Where fOCnxPWM = Desired frequency in Hz, N = prescaler and fclk_I/O = Clock frequency in Hz (in my case 16x10^6 Hz).

*/

ICR1 = 6000; /* Top for a frequency of 2666.2 Hz */
OCR1A =4000; /*Pin 9 Frequency = 1.33 KHz */
OCR1B =3000; /*Pin 10 Frequency = 2.66 KHz */

TIFR1 = 0;
TIMSK1 = 0;
TIMSK1 = (1 << OCIE1A); /* Enable the Timer/Counter1, Output Compare A Match Interrupt */

}

void loop() {}

ISR(TIMER1_COMPA_vect) {

/* Toggle OC1A (pin 9) on compare match */
DDRB ^= (1<<led_pin);

}

ICR1 = 6000; /* Top for a frequency of  2666.2 Hz */
OCR1A =4000; /*Pin 9 Frequency  =  1.33 KHz */
OCR1B =3000; /*Pin 10 Frequency =  2.66 KHz */
TIMSK1 = (1 << OCIE1A);  /* Enable the Timer/Counter1, Output Compare A Match Interrupt */

ISR(TIMER1_COMPA_vect) {
  /* Toggle OC1A (pin 9) on compare match */
  DDRB ^= (1<<led_pin); 
}

I understand that you are trying to generate half frequency by toggling the pin 9 mode between input and output on alternate cycles

Do you have oscilloscope traces for the output on pin 9? It’s not clear to me that by toggling the pinMode between input and output, while the hardware pwm is enabled is going to give you correct control over duty cycle. It’s also possible that you will get a short output pulse under the circumstance where the mode switches from output to input a few microseconds after the pin is driven high by the hardware output.

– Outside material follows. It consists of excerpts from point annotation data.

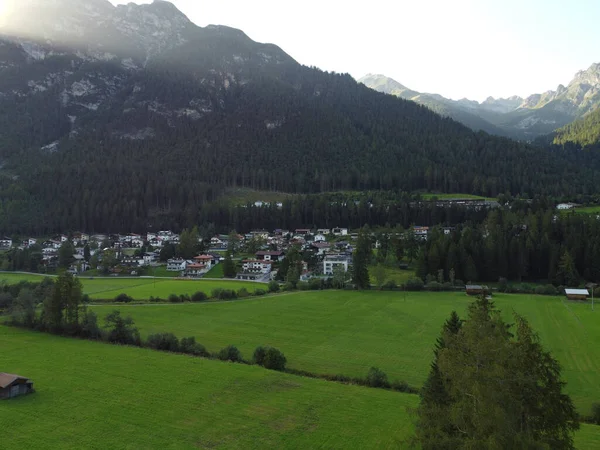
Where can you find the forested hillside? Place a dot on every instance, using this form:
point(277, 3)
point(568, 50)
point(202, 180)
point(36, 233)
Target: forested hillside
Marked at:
point(584, 132)
point(101, 136)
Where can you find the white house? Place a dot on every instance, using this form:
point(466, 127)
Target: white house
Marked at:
point(176, 265)
point(339, 231)
point(5, 242)
point(269, 256)
point(564, 206)
point(332, 261)
point(256, 266)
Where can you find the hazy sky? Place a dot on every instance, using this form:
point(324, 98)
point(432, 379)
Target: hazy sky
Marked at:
point(458, 48)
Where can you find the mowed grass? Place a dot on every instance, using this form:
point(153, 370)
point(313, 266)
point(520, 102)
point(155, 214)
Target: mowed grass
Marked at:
point(144, 288)
point(99, 396)
point(346, 332)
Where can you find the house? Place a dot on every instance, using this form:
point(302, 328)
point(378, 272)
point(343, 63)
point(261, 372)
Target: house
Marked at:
point(330, 262)
point(270, 256)
point(253, 269)
point(207, 260)
point(176, 265)
point(321, 247)
point(339, 231)
point(421, 232)
point(14, 385)
point(577, 294)
point(564, 206)
point(194, 270)
point(475, 289)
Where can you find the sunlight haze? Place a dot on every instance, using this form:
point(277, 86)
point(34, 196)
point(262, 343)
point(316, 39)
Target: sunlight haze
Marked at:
point(464, 48)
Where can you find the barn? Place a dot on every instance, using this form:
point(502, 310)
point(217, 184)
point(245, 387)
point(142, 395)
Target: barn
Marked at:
point(14, 385)
point(577, 294)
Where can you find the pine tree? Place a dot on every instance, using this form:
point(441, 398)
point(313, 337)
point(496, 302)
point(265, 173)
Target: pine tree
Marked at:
point(362, 257)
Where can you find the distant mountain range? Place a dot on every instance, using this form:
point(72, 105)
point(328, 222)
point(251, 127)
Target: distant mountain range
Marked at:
point(516, 117)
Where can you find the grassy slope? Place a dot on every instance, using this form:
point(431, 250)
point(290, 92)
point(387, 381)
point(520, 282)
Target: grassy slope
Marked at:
point(348, 332)
point(92, 395)
point(140, 288)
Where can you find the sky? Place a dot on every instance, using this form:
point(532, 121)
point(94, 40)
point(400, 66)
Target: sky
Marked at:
point(457, 48)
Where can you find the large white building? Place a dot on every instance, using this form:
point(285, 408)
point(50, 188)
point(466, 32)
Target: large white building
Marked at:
point(332, 261)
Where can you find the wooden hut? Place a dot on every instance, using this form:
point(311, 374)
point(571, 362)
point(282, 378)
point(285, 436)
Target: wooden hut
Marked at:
point(14, 385)
point(577, 294)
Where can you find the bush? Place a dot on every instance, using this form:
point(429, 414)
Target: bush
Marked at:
point(595, 417)
point(390, 285)
point(274, 359)
point(315, 284)
point(174, 298)
point(163, 341)
point(259, 355)
point(414, 284)
point(230, 353)
point(273, 286)
point(243, 293)
point(191, 347)
point(377, 378)
point(302, 286)
point(123, 298)
point(199, 297)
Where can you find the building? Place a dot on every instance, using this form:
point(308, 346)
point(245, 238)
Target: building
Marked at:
point(14, 385)
point(330, 262)
point(176, 265)
point(564, 206)
point(577, 294)
point(270, 256)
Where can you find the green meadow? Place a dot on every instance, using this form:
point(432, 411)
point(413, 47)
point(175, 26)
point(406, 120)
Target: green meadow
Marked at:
point(100, 396)
point(107, 288)
point(346, 332)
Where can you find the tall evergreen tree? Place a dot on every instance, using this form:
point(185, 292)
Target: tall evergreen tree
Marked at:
point(361, 260)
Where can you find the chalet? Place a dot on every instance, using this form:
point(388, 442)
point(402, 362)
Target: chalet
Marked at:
point(176, 265)
point(194, 270)
point(253, 269)
point(14, 385)
point(421, 232)
point(565, 206)
point(207, 260)
point(270, 256)
point(577, 294)
point(475, 289)
point(339, 231)
point(330, 262)
point(321, 247)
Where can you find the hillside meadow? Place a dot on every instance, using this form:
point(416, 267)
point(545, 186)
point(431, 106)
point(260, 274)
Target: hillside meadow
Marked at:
point(99, 396)
point(346, 332)
point(107, 288)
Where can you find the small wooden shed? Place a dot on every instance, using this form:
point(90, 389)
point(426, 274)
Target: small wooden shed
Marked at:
point(14, 385)
point(577, 294)
point(475, 289)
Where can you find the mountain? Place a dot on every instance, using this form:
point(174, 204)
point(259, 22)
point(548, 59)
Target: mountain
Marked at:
point(583, 132)
point(463, 111)
point(524, 119)
point(125, 118)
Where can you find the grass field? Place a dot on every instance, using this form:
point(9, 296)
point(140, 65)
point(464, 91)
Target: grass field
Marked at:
point(345, 332)
point(140, 288)
point(99, 396)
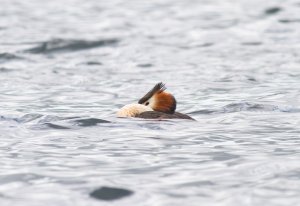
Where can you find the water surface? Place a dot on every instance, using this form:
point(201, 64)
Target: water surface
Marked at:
point(67, 66)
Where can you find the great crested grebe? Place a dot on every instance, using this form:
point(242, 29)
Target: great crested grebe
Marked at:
point(156, 104)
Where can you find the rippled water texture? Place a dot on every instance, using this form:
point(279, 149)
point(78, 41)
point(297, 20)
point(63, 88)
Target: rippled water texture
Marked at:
point(67, 66)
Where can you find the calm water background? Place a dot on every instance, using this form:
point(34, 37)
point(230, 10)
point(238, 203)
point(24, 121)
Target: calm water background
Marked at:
point(232, 65)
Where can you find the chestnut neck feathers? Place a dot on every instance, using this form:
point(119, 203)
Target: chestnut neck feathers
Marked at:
point(159, 100)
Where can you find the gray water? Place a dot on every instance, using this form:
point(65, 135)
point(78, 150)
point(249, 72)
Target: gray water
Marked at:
point(68, 66)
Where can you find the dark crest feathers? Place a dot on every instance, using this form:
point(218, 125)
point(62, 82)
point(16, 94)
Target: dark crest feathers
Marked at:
point(159, 87)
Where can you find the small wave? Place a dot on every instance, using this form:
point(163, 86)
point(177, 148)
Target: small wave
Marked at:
point(55, 126)
point(90, 122)
point(273, 10)
point(8, 56)
point(248, 107)
point(60, 45)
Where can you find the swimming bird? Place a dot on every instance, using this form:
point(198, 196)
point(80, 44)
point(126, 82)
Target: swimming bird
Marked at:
point(156, 104)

You may see more well defined behaviour if you toggle the pin in an overflow vector instead of compare match. The duty cycle will still need to be corrected to accomodate for the active and blank cycle.

I don’t have an available oscilloscope (maybe in the near future), i will post the results when i get one , the frequencies i indicated for pins 9 and 10 were measured using an UNI-T UT-210D multimeter, im using the PWM signals to control the inductor of the following boost converter.

I measured the frequency between nodes 1 and 2 . The inductor i’m using is the coil of a 12v car relay.

im using the PWM signals to control the inductor of the following boost converter.

If you are not using output from pins 9 and 10 at the same time, I think it is better to change the frequency of the desired output with ICR1. You can use a switch to select between output frequencies.